私の家は、O県の片田舎の旧家でした。何代か前は村の庄屋をしていたということで、その頃の名残か、住んでいる家は近所のそれよりも大きなものでした。

私が10歳になるまで、家には、私の他に、先程言った4歳違いの姉と、父母、そして、父方の祖母と祖父の妹(私達は大叔母と呼んでいました)が同居していたのです。

田舎の家にありがちですが、家は長男が相続する、ということで、父親が本家となっていました。しかし、父には私と姉の二人しか子ができず、そのため、私達がお嫁に行けば、本家は次男の子が継ぐことになる、と言われていました。

小さい頃から私は、この家が怖くて嫌いでした。

家そのものが古くて大きくて不気味だったのも確かですが、正確に言えば、家が怖いのではありません。物心ついたときから、時折家を覗いている「黒い人」が私にはどうにも恐ろしかったのです。

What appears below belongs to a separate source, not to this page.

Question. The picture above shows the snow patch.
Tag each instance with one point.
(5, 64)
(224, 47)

私が「黒い人」に最初に気がついたのは、おそらく4歳の頃だったと思います。

家の庭で落ち葉を拾って遊んでいると、垣根の向こうからじっと私を見ている黒い人影がありました。最初、影だから黒いのかと思っていましたが、そうではないようです。黒い帽子をかぶり、黒色のコートのようなものを着ていました。下半身は見えなかったのですが、私はそこも黒いのだろうと想像していました。

何より、顔です。本来、帽子の下に見えるはずの人間の顔に当たる部分までも影で塗りつぶしたように黒黒としているのです。そして、真っ黒にも関わらず、なぜか「笑っている」ということがわかったのです。

男は近づいてきて、私に何かを言いました。私は怖くなって家の中に逃げ込みました。

このあとも、何度かその人影を見たことがありました。

ある時、祖母にその話をしたことがあります。祖母は、私と姉とを前にして、こんな話をしてくれました。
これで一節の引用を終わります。